Cannabinoids for treatment of spasticity and other symptoms related to multiple sclerosis (CAMS study): multicentre randomised placebo-controlled trial
Zajicek J, Fox P, Sanders H, Wright D, Vickery J, Nunn A and Thompson A;
Commented by , 30 Dec 2003
Background
Multiple sclerosis (MS) has many disabling features, which often are refractory to medical treatment. Among these symptoms are spasticity, ataxia, tremor and pain. Anecdotal evidence suggests that cannabis and its major components, the cannabinoids, provide relief for these symptoms. The cannabis stativa plant has more than 60 cannobinoids, and their action seem to be mediated through cannabinoid receptors.
Delta-9-tetrahydrocannabinol (THC) was the first isolated cannabinoid, and is suggested to be the most psychoactive component of the plant. Other cannabinoids might modulate the response to THC in a way that is still not understood. Essentially, it is not known which of the cannabinoids that has the largest therapeutic potential.
Aim
To determine if synthetic THC (sTHC) or an ethanol extract of whole cannabis is effective for the treatment of spasticity and other MS related symptoms.
Methods
The study was randomized and placebo controlled, although the authors were not able to make the sTHC and the cannabis extract looks identical. Therefore each of the two preparations had its own matched placebo.

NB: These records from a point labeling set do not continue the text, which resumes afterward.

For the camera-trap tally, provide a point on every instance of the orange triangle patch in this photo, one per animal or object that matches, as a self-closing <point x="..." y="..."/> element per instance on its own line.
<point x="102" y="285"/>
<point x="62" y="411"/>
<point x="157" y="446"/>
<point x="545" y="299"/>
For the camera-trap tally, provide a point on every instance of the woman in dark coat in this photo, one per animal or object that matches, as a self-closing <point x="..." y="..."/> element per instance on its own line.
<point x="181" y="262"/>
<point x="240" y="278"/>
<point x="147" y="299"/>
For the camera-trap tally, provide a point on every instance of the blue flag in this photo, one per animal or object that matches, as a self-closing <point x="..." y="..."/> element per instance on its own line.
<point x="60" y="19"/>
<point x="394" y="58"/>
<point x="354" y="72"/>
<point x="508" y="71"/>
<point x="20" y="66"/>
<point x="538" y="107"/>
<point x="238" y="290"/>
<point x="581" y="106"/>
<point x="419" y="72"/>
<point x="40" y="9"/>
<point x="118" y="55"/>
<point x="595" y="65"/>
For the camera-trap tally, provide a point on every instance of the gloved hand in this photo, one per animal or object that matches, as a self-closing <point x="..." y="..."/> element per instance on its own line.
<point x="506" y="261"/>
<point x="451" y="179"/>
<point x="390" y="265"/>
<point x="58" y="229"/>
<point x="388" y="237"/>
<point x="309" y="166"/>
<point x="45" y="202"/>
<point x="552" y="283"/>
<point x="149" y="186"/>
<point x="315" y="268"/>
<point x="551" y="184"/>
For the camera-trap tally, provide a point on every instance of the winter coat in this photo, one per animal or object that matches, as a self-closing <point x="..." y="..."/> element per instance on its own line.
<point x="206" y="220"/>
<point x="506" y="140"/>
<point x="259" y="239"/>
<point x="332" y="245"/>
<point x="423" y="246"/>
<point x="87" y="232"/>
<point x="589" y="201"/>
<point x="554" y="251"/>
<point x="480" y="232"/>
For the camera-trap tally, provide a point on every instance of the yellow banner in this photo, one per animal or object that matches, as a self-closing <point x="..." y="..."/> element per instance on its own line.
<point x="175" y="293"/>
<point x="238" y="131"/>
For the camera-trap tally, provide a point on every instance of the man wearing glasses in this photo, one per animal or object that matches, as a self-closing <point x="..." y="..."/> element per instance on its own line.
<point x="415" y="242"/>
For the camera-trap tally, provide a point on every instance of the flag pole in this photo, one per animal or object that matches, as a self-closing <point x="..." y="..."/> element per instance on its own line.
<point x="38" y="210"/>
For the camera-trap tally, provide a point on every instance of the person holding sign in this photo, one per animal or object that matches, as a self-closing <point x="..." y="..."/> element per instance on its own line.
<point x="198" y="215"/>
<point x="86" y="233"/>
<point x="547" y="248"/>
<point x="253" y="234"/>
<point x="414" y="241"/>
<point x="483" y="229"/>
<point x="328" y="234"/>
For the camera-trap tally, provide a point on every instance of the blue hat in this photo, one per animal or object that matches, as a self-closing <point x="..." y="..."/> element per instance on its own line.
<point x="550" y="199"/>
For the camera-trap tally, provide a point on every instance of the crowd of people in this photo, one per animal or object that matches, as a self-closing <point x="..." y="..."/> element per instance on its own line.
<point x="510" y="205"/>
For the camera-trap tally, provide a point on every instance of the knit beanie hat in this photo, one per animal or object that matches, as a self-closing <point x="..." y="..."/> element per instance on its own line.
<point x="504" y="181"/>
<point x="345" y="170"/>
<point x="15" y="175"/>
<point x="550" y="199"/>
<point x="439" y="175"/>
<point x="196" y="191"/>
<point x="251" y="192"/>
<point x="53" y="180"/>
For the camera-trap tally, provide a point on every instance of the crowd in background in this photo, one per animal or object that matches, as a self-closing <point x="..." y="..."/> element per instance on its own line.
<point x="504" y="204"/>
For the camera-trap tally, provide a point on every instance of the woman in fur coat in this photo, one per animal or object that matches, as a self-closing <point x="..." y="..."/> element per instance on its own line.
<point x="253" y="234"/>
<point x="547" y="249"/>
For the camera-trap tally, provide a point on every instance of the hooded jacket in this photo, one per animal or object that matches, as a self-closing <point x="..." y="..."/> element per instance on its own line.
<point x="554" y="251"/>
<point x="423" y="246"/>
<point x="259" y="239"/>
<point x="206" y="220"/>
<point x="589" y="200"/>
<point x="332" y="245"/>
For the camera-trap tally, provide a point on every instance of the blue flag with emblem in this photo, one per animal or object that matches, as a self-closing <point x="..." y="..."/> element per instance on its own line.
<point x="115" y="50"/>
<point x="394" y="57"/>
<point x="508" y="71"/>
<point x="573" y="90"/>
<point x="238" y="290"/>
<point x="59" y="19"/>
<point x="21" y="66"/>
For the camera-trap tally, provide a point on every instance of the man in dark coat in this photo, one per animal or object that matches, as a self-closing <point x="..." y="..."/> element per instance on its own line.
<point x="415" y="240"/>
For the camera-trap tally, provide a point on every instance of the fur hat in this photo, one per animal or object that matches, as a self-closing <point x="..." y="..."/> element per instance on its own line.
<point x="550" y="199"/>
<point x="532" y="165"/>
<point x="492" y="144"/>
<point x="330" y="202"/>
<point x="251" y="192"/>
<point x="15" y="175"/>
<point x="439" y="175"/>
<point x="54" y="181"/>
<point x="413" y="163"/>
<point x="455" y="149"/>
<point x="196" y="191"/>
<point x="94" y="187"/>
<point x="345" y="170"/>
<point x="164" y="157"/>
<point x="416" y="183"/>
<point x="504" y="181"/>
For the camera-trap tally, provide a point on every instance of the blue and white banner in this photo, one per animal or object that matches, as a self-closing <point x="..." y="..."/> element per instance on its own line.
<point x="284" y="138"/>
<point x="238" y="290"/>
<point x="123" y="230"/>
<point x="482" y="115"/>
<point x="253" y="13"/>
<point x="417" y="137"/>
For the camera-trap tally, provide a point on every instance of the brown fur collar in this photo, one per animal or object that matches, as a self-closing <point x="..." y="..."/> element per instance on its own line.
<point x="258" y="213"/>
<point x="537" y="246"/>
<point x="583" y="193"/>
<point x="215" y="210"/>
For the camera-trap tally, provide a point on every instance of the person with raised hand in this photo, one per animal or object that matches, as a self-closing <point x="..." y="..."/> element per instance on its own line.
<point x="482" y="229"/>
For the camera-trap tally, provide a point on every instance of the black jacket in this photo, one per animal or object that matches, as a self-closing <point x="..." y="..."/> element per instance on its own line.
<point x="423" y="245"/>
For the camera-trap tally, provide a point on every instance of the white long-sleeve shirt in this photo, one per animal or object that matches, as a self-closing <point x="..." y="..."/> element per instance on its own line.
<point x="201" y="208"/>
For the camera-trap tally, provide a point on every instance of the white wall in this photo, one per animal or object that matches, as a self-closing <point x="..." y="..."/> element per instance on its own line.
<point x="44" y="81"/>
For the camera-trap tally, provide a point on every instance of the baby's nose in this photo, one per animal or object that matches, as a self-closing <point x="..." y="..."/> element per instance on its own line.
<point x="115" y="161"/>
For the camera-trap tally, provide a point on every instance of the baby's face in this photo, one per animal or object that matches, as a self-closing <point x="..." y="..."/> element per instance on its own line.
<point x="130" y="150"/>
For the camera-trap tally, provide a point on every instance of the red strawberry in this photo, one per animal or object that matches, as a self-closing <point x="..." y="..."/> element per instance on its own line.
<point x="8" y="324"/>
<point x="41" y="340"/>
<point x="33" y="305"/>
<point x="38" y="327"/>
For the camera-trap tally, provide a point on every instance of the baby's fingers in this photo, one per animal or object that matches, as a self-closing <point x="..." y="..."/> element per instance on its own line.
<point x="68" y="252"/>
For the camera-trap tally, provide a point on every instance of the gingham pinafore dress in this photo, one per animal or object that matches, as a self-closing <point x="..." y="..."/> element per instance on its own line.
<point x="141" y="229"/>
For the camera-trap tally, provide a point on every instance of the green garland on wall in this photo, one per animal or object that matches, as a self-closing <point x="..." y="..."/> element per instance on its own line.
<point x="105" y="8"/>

Equivalent doses of the active ingredient were prepared, and medication was based on bodyweight, with a max dose of 25 mg pr. day. 667 MS patients with stable disease and an Ashworth spasticity score of >/= 2 were included in the study. 630 patients were allocated to treatment with sTHC (n=206), cannabis extract (n=211) or placebo (n=213).
The duration of the trial was 15 weeks. The primary outcome measure was change in Asworth spasticity score. Secondary outcome measures included the Rivermead mobility index and Kurtzke expanded disability status scale (EDSS). The primary outcome was compared using analysis of variance, with treatments as fixed effects. For further description of statistics, see original paper.
Results
Follow up data on the primary end point was obtained for 611 patients. There was no effect of cannabinoids on the primary outcome (p=0.40). Difference in mean reduction in Asworth score was estimated to 0.32 (95% CI –1.04 to 1.67) for cannabis extract and 0.94 (-0.44 to 2.31) for sTHC compared with placebo.
There was a treatment effect of self-reported spasticity (p=0.003) and pain (p=0.003) and sTHC improved mobility (10 m timed walk; p=0.015). There was no evidence of treatment effect in any other secondary outcome measure.
Discussion
The study showed no significant effect of THC on Asworth spasticity score, which was the primary end point. The Asworth scale is quite conservative, but still the most reliable and well validated measure of spasticity, which justifies its use. The authors found an effect on self-reported spasticity, which is a result that should be interpreted with caution.
Cannabinoids has the potential of affecting the perception of symptoms, which could lead to masking of negative symptoms. The pain assessment was not performed as a state of the art measure, and the positive result in this regard should therefore be considered as guiding.
The only objective measure that was significantly improved was mobility in the sTHS group, and the effect was weak to modest.
Generally the study show disappointing results for sTHC and cannabis extract, and it clearly states that these drugs has no major impact on spasticity in MS.